I’ll probably need some or all of these pointers the next time I dig this tablet out of my pile of hardware. For now, I return it to the pile… where I noticed an unpleasant surprise.

Disable HP Stream 7 Battery Drivers When Externally Powered

I gave up trying to run my HP Stream 7 tablet on external DC power with the battery unplugged. The system is built with a high level of integration and it has become unreliable and too much of a headache to try running the hardware in a configuration it was not designed for. So I plugged the battery back in and installed Windows 10 again. And this time, the Intel chipset driver package installed successfully.

This was a surprise, because I thought my driver problems were caused by hardware I damaged when I soldered wires for direct DC power. Plugging in the battery allowed these drivers to install. And the driver package is definitely doing some good, because idle power draw with screen on minimum brightness has dropped from nearly 10W to just under 2W. This is a huge improvement in power efficiency!

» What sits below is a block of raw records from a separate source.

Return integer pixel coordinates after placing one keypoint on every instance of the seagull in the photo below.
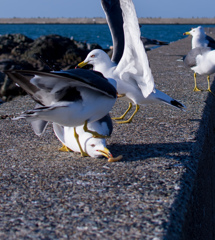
(129, 65)
(69, 98)
(93, 147)
(202, 61)
(200, 39)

So I wanted the drivers for low power operation, but maybe I don’t need every driver in the package. I went into device manager to poke around and found the key to my adventure: The “Batteries” section and more importantly the “Micro ACPI-Compliant Control Method Battery” device. This must have been the driver that rendered the system unbootable once I unplugged the battery — as an integrated system, there’s no reason for the driver to account for the possibility that the user would unplug the battery!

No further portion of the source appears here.